Imaginad mi éxtasis, que me gustaría calificar de religioso, ante esta revelación que tiene algo de milagroso. Davy y Berthollet habían demostrado la existencia del oxígeno y del hidrógeno, y yo, del carbono. A mí me correspondía, pues, establecer la fórmula del azufre.

Dos días después, estaba ya inscrito en la Facultad de Ciencias de la Sorbona (¡de San Luis!) y con autorización para trabajar en el laboratorio de investigación.

La mañana que me dirigí a la Sorbona fue para mí como una fiesta solemne.
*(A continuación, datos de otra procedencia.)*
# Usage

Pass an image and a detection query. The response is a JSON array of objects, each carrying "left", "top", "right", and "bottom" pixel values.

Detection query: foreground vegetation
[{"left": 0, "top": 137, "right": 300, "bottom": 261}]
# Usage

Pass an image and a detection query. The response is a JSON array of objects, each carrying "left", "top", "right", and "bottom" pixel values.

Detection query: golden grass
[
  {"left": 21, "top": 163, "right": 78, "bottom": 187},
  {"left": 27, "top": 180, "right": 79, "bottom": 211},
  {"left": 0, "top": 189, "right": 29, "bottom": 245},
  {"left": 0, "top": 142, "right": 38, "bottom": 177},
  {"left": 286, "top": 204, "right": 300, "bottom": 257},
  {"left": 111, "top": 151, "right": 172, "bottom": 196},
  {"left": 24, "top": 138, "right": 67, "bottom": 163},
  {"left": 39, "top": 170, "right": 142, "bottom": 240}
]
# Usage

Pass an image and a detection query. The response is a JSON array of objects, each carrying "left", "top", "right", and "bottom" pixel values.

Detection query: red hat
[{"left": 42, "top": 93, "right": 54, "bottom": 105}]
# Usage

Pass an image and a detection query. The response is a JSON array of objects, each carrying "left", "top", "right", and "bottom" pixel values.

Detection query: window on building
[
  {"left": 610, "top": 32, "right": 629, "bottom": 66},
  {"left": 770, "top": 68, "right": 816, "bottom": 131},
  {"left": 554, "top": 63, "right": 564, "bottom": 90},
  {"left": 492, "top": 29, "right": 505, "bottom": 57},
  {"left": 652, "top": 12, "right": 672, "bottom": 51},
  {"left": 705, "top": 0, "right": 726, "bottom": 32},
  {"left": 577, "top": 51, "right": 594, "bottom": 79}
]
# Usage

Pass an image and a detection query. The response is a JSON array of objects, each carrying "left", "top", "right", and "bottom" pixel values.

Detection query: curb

Aunque no me hacía ninguna ilusión sobre la posibilidad de convencer a los profesores, que me habían acogido con la fría cortesía reservada a todo extranjero, al intruso, una dulce y calma alegría infundió en mí el coraje del mártir que se enfrenta a una multitud de enemigos. Pues, para mí, a mi edad, la juventud era el enemigo natural.

Al llegar a la plaza donde está situada la iglesuela de la Sorbona, encuentro la puerta abierta, y entro, sin saber muy bien por qué. La Virgen maternal y el Niño me saludan con una dulce sonrisa: el Crucificado me deja frío, me resulta incomprensible como siempre. San Luis, mi nuevo conocido, el amigo de los miserables y de los apestados, se hace presente en la persona de unos jóvenes teólogos. ¿Era san Luis, mi patrón, mi ángel de la guarda, el que me empujaba al hospital para que conociera el fuego de la angustia, antes de conquistar la gloria que conduce al deshonor y al desprecio…? ¿Era él el que me había enviado a la librería Blanchard, el que me arrastraba hasta aquí?

Heme aquí caído del ateísmo en la más completa superstición.

Examinando los exvotos que dan testimonio del feliz resultado de los exámenes, hago la promesa de no aceptar jamás ninguna distinción mundana del mérito, en caso de que consiga triunfar.

Ha sonado la hora, paso bajo la férula de una juventud despiadada que me abuchea, prevenida de la quimérica tarea que me he propuesto.

Pasadas unas dos semanas, logro las pruebas irrefutables de que el azufre es una combinación ternaria de carbono, oxígeno e hidrógeno.[4]

Expreso mi agradecimiento al jefe del laboratorio que pone cara de no sentir interés por mis asuntos, y abandono este nuevo purgatorio con una alegría interior indescriptible.

Por las mañanas, cuando no visito el Jardin du Luxembourg, me paseo por el cementerio de Montparnasse. Algunos días después de haber dejado la Sorbona, descubro cerca de la glorieta del cementerio un monumento fúnebre de una clásica belleza. Un medallón en mármol blanco muestra los rasgos nobles de un viejo sabio que la inscripción del pedestal me presenta como Orfila, químico y toxicólogo. Era mi amigo protector que más tarde había de guiarme en repetidas ocasiones por el dédalo de las operaciones químicas.

Una semana después, bajando por la rue d’Assas, hago un alto delante de un edificio de aspecto claustral. Un gran letrero me revela la naturaleza de la finca: Hotel Orfila.

¡Otra vez ese Orfila!

En los siguientes capítulos contaré todo cuanto sucedió en ese viejo caserón, adonde me empujaba la mano invisible a fin de que fuera allí castigado, instruido y… ¿por qué no?, ¡iluminado!